Find $n$ if $2^{100} - 31 \cdot 2^{192} + 2^n$ is a perfect square.

Question

So, the problem written in the title is what I have in front of me. On seeing the problem, my first shot was to write $31$ as $2^5 - 1$. On expanding further, this is what the expression finally reduced to -

$$ 2^{100}(1 + 2^{92} - 2^{97} + 2^{n-100}) $$

Since $2^{100}$ is a perfect square , we may leave it aside and focus only on the part inside the parenthesis.

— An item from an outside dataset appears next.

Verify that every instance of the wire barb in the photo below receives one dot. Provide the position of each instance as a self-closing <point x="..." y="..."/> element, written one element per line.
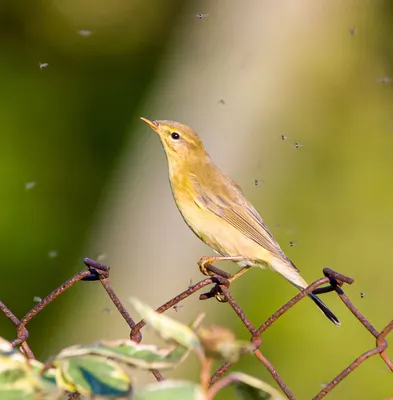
<point x="220" y="279"/>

From here on, I can't see any way out.
Taking a cue from If $2^{2017} + 2^{2014} + 2^n$ is a perfect square, find $n$., I decided to write the expression as $$ (2^{50} - x)^2$$

which opens as $$2^{100} - 2^{51}x + x^2$$

After this I am looking to compare the respective terms but I am not really getting how to go about it. Any help or any new approach would be appreciated.

Thanks.

Answer 1

There is no solution.

First, $\color{red}{n\gt196}$ since $2^n+2^{100}\gt 31\cdot2^{192}\Rightarrow 2^{n-192}+\dfrac{1}{2^{92}}\gt31$.

It follows that $1-31\cdot2^{92}+2^{n-100}$ is a natural integer.

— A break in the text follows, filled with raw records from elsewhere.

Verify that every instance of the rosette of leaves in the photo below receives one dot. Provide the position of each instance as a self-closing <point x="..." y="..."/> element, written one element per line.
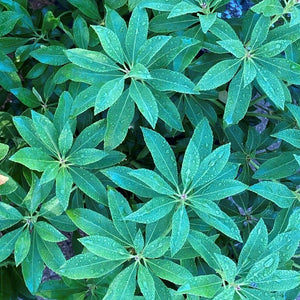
<point x="261" y="271"/>
<point x="258" y="63"/>
<point x="28" y="232"/>
<point x="59" y="157"/>
<point x="121" y="247"/>
<point x="205" y="177"/>
<point x="130" y="59"/>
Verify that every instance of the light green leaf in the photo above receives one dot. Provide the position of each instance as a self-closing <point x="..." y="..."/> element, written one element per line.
<point x="204" y="286"/>
<point x="180" y="229"/>
<point x="105" y="247"/>
<point x="239" y="97"/>
<point x="108" y="94"/>
<point x="123" y="285"/>
<point x="145" y="101"/>
<point x="33" y="158"/>
<point x="275" y="192"/>
<point x="110" y="43"/>
<point x="219" y="74"/>
<point x="162" y="155"/>
<point x="153" y="180"/>
<point x="87" y="265"/>
<point x="152" y="211"/>
<point x="170" y="271"/>
<point x="22" y="246"/>
<point x="137" y="32"/>
<point x="167" y="80"/>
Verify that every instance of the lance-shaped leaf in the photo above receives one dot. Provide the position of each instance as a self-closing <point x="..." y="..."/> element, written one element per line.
<point x="180" y="229"/>
<point x="153" y="180"/>
<point x="219" y="74"/>
<point x="153" y="210"/>
<point x="105" y="247"/>
<point x="33" y="158"/>
<point x="119" y="209"/>
<point x="274" y="191"/>
<point x="87" y="265"/>
<point x="124" y="284"/>
<point x="204" y="286"/>
<point x="162" y="155"/>
<point x="145" y="101"/>
<point x="110" y="43"/>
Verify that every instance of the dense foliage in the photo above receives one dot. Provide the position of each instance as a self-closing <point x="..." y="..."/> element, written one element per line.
<point x="162" y="137"/>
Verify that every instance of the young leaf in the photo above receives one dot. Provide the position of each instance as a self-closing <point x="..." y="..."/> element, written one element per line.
<point x="162" y="155"/>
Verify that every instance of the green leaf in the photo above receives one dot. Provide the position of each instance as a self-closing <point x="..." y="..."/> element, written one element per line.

If the claim of the post is true, then $1-31\cdot2^{92}+2^{n-100}=(2^ay+1)^2$ with $y$ odd implies $$2^{92}(2^{n-192}-31)=2^{a+1}y(2^{a-1}y+1)\Rightarrow a=91$$ so $$2^{n-192}=2^{90}y^2+y+31$$ Put $y=2^by_1+1$ with $y_1$ odd so $$2^{n-192}=2^{90}(2^by_1+1)^2+2^by_1+2^5$$

$b\gt5$ and $b\lt5$ are impossible because both give absurdes (even equal odd and integer equal non-integer, respectively). Let $b=5$ so one has $$2^{n-197}=2^{85}(2^5y_1+1)^2+y_1+1$$ Put $y_1=2^cy_2+1$ where $y_2$ is odd. Then $c=1$ if we want to avoid absurdes and the iteration of the procedure needs to do equal to $1$ all the successive exponents $c_i$ in $y_i=2^{c_i}y_{i-1}+1$ until the factor $2^{85}$ disappears.

Meanwhile if $n\lt 197+85=282$ then we could have "fraction = integer", absurde so we need $\color{red}{n\ge 282}$.

At the end we have the expression $$2^N=(2M+1)^2+2=4M^2+4M+3$$ in which if $N\gt0$ then "even =odd" and if $N=0$ then the equation $2M^2+2M+1=0$ without real solution.